40957 SERVICE DATE – APRIL 25, 2011

EB

 

SURFACE TRANSPORTATION BOARD

 

DECISION

 

Docket No. FD 35388

 

ALLEGHENY VALLEY RAILROAD COMPANY—PETITION FOR DECLARATORY ORDER—WILLIAM FIORE

 

Decided: April 21, 2011

 

Digest: [1] Allegheny Valley Railroad Company submitted a petition asking the Board to open a proceeding to examine the effect of federal law upon a dispute over the ownership and use of property in Pennsylvania. This dispute is currently the subject of a complaint in state court in Pennsylvania. We are denying this petition, as the controversy here involves legal questions of state property law that are best handled by the state court.

 

On July 9, 2010, the Allegheny Valley Railroad Company (AVRR) petitioned the Board to institute a declaratory order proceeding, pursuant to 5 U.S.C. 554(e) and 49 U.S.C. 721, to terminate a controversy or remove uncertainty with respect to AVRR’s possession and right to use a portion of its railroad right-of-way (AVRR right-of-way), which is the subject of a property line dispute between William Fiore (Fiore) and AVRR. AVRR seeks a declaratory order from the Board that the state law claims and the remedies sought in the lawsuit brought by Fiore in the Court of Common Pleas of Allegheny County, Pennsylvania (Pennsylvania State Court)[2] against AVRR on January 27, 2010, are preempted by 49 U.S.C.  10501(b).

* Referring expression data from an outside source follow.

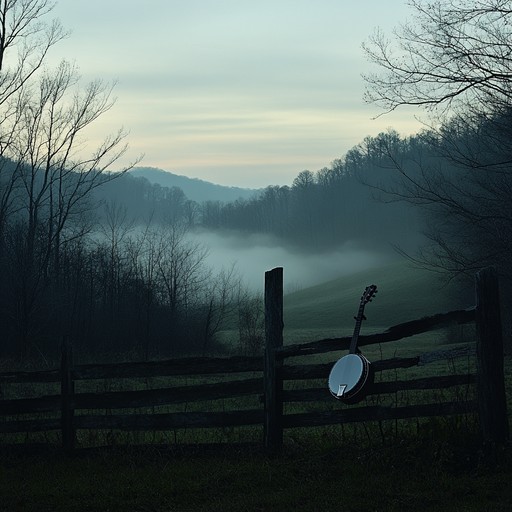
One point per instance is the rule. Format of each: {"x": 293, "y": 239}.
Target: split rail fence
{"x": 263, "y": 379}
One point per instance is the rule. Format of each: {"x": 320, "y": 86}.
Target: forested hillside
{"x": 320, "y": 210}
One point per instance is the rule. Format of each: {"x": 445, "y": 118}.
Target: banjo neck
{"x": 357, "y": 329}
{"x": 369, "y": 292}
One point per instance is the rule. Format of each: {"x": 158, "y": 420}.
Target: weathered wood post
{"x": 273, "y": 427}
{"x": 489, "y": 350}
{"x": 67, "y": 390}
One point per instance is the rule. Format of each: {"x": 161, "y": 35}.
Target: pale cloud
{"x": 233, "y": 91}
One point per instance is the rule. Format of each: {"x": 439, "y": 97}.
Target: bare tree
{"x": 454, "y": 59}
{"x": 46, "y": 175}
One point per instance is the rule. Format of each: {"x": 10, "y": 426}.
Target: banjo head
{"x": 346, "y": 375}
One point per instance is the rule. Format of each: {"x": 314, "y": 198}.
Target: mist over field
{"x": 253, "y": 255}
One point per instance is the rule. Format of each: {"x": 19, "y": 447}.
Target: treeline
{"x": 73, "y": 268}
{"x": 321, "y": 210}
{"x": 326, "y": 209}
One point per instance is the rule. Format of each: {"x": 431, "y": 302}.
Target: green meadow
{"x": 435, "y": 465}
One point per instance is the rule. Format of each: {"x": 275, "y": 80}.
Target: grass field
{"x": 432, "y": 465}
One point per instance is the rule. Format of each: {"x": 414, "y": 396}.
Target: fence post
{"x": 492, "y": 402}
{"x": 67, "y": 389}
{"x": 273, "y": 427}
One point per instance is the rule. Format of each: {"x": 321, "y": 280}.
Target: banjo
{"x": 352, "y": 375}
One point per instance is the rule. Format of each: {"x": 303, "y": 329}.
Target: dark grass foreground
{"x": 402, "y": 476}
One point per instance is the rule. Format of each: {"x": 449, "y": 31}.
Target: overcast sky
{"x": 237, "y": 92}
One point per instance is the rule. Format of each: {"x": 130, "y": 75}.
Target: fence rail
{"x": 264, "y": 379}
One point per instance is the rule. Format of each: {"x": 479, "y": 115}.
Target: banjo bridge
{"x": 341, "y": 390}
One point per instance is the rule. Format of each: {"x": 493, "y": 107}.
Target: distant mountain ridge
{"x": 194, "y": 188}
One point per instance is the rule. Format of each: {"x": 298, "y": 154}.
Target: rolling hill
{"x": 404, "y": 293}
{"x": 195, "y": 189}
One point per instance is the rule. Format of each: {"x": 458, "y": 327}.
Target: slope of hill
{"x": 195, "y": 189}
{"x": 404, "y": 294}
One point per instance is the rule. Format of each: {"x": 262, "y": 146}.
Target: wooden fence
{"x": 72, "y": 409}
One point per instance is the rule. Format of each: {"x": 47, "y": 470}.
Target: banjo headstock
{"x": 368, "y": 294}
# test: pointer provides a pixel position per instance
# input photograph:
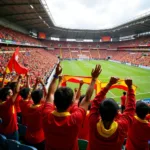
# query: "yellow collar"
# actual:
(140, 120)
(104, 132)
(62, 114)
(35, 106)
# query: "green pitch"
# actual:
(141, 77)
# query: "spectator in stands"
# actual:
(105, 133)
(7, 111)
(139, 131)
(84, 130)
(123, 101)
(25, 103)
(59, 125)
(35, 134)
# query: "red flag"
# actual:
(13, 64)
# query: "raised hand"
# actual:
(96, 72)
(60, 78)
(58, 69)
(128, 82)
(81, 82)
(37, 79)
(113, 80)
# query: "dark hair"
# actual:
(142, 109)
(37, 96)
(13, 85)
(63, 98)
(124, 93)
(4, 92)
(108, 109)
(24, 93)
(80, 100)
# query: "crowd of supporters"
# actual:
(37, 60)
(135, 58)
(57, 118)
(9, 34)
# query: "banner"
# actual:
(98, 85)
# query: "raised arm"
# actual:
(15, 94)
(86, 100)
(78, 93)
(53, 85)
(130, 105)
(28, 80)
(100, 97)
(4, 77)
(44, 88)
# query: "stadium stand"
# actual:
(31, 58)
(9, 34)
(40, 63)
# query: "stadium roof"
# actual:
(35, 14)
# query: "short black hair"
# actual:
(24, 93)
(80, 100)
(63, 98)
(108, 109)
(142, 109)
(37, 96)
(13, 85)
(124, 93)
(4, 92)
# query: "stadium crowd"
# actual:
(39, 61)
(64, 115)
(57, 118)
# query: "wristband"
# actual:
(55, 76)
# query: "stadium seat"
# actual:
(13, 145)
(26, 147)
(82, 144)
(3, 141)
(22, 130)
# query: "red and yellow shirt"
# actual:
(34, 132)
(9, 117)
(113, 138)
(61, 129)
(24, 105)
(138, 135)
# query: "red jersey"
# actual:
(24, 105)
(123, 100)
(34, 133)
(17, 106)
(138, 135)
(113, 138)
(84, 130)
(61, 129)
(148, 117)
(9, 117)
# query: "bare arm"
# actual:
(53, 85)
(17, 89)
(4, 77)
(86, 100)
(44, 88)
(59, 82)
(28, 80)
(78, 93)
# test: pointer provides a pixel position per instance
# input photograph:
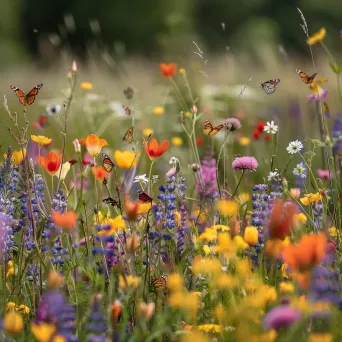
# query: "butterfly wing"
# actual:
(107, 163)
(20, 94)
(128, 137)
(127, 110)
(31, 96)
(143, 197)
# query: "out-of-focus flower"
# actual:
(147, 132)
(307, 253)
(86, 86)
(294, 147)
(282, 219)
(41, 140)
(158, 110)
(13, 323)
(126, 159)
(317, 37)
(99, 172)
(51, 162)
(281, 316)
(155, 150)
(244, 141)
(168, 70)
(177, 141)
(244, 163)
(300, 170)
(93, 144)
(232, 124)
(67, 220)
(311, 198)
(271, 128)
(324, 174)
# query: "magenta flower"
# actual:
(245, 163)
(324, 174)
(281, 316)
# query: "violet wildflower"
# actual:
(281, 316)
(232, 124)
(244, 163)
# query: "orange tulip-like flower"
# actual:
(93, 144)
(307, 253)
(168, 70)
(66, 221)
(99, 172)
(51, 163)
(154, 150)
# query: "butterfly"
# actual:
(269, 87)
(210, 130)
(143, 197)
(111, 201)
(160, 283)
(127, 110)
(128, 137)
(305, 78)
(27, 99)
(107, 163)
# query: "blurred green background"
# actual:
(40, 30)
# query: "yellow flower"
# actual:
(129, 282)
(317, 37)
(41, 140)
(227, 207)
(86, 86)
(244, 141)
(311, 198)
(13, 323)
(125, 159)
(43, 332)
(320, 337)
(213, 328)
(23, 308)
(147, 131)
(175, 282)
(158, 110)
(286, 287)
(251, 235)
(11, 306)
(177, 141)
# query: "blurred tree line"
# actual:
(156, 28)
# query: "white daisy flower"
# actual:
(271, 128)
(294, 147)
(300, 170)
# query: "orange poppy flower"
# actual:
(51, 163)
(154, 150)
(168, 70)
(308, 252)
(99, 172)
(67, 221)
(93, 144)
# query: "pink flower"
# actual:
(324, 174)
(245, 163)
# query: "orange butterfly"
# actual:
(305, 78)
(27, 99)
(128, 137)
(210, 130)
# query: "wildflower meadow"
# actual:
(200, 214)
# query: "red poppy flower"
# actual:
(168, 70)
(154, 150)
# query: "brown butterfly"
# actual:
(27, 99)
(210, 130)
(128, 137)
(305, 78)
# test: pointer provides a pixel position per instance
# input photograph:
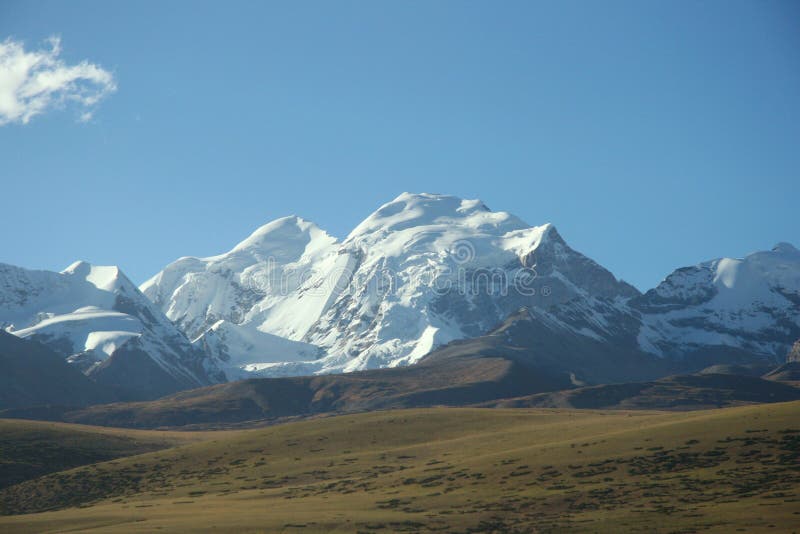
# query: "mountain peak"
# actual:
(786, 248)
(105, 277)
(281, 232)
(418, 210)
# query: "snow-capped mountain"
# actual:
(101, 323)
(750, 305)
(420, 271)
(721, 311)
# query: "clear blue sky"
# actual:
(654, 134)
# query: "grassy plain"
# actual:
(441, 469)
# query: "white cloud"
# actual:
(33, 81)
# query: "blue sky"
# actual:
(652, 134)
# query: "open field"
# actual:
(33, 448)
(444, 469)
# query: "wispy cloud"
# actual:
(31, 82)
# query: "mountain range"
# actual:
(425, 280)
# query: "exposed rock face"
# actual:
(419, 272)
(92, 316)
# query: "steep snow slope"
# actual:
(750, 304)
(433, 268)
(92, 315)
(251, 306)
(420, 271)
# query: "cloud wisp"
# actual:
(31, 82)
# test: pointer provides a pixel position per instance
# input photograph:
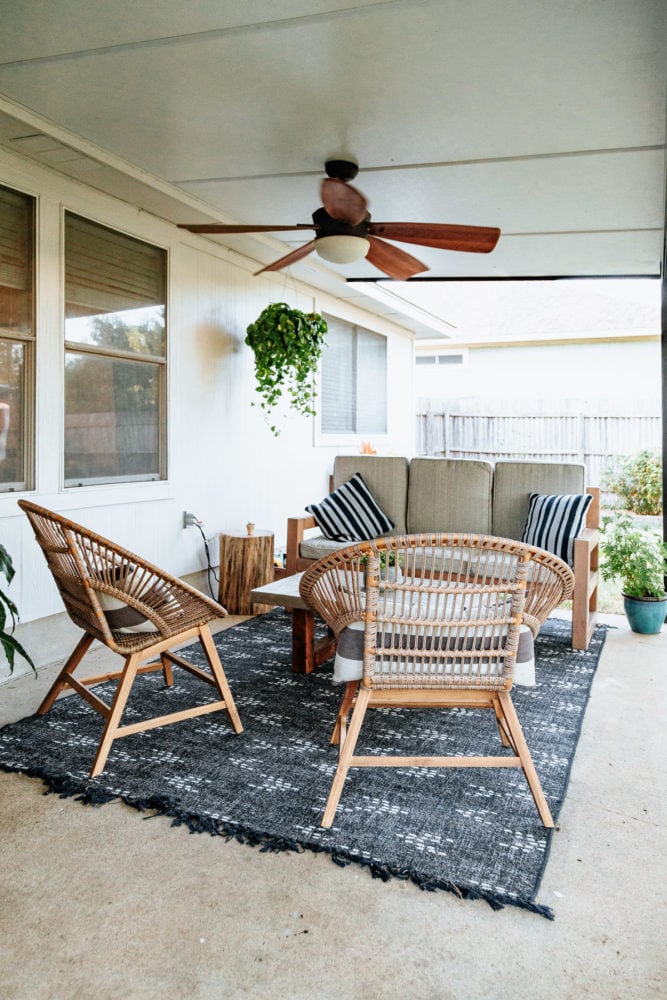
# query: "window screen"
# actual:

Fiore filed a reply on July 19, 2010, and AVRR filed a reply to Fiore’s reply on July 28, 2010.[3]

 

In this decision, we deny AVRR’s request for institution of a declaratory order proceeding.

 

BACKGROUND

 

On August 5, 1997, Fiore bought a parcel of land known as Lot 4B in Allegheny County, Pennsylvania, subject to the AVRR right-of-way permitting railroad use. Conrail had owned and operated the AVRR right-of-way until October 27, 1995, when Conrail conveyed the AVRR right-of-way and other land to AVRR by a quitclaim deed.

 

AVRR claims that it informed Fiore in early 1997 or 1998 that his business operations would encroach upon the AVRR right-of-way, and additionally filed a letter with the city of Penn Hills, Pennsylvania in October 1998, claiming that Fiore’s business operations would encroach upon an Allegheny County Sanitary Authority (ALCOSAN) vault located on the AVRR right-of-way. Fiore disputed AVRR’s claims, and ultimately signed an agreement with ALCOSAN in March 2008, granting ALCOSAN an easement over Lot 4B.

 

In August 2009, Fiore entered into an agreement to sell Lot 4B for $350,000. Fiore claims that this sale agreement was terminated by the potential buyers because of the parties’ dispute involving the AVRR right-of-way. Fiore states that on September 2, 2009, AVRR claimed that it owned in fee simple a portion of Lot 4B. On October 6, 2009, AVRR threatened to construct a fence on Lot 4B enclosing that portion. AVRR claims to have a general warranty deed describing the AVRR right-of-way and conveying fee simple title to land upon which Fiore is purportedly encroaching. While attempting to resolve their dispute, Fiore and AVRR entered into a “standstill” agreement in November 2009, which expired in December 2009. On January 4, 2010, AVRR stated that it would immediately construct a fence enclosing what it claims is its portion of the property. However, pursuant to Fiore’s complaint in Pennsylvania State Court filed shortly thereafter, the parties have stipulated to maintain the status quo while litigation of the state court action proceeds.

 

In its petition, AVRR argues that under 49 U.S.C. 10501(b), the Board has exclusive jurisdiction to determine the scope of federal preemption with respect to railroad property acquired and operated under exemptions issued pursuant to 49 U.S.C. 10502 from the requirements of 49 U.S.C.  10901. Because it acquired the AVRR right-of-way pursuant to regulatory authorization issued in Allegheny Valley Railroad Company—Acquisition and Operation Exemption—Certain Lines of Consolidated Rail Corporation, FD 32783 (ICC served Nov. 17, 1995), AVRR claims that any issues regarding the use of the AVRR right-of-way are subject to the Board’s exclusive jurisdiction under 10501(b). In its reply to Fiore’s reply, AVRR additionally argues that, because the parties did not have an opportunity to compile a thorough factual record regarding AVRR’s rail operations adjacent to Fiore’s parcel, the Board should institute a declaratory order proceeding so that each party would have a full opportunity to submit evidence, testimony, and legal argument regarding railroad operations on the AVRR right-of-way, as well as the alleged interference of Fiore’s business operations.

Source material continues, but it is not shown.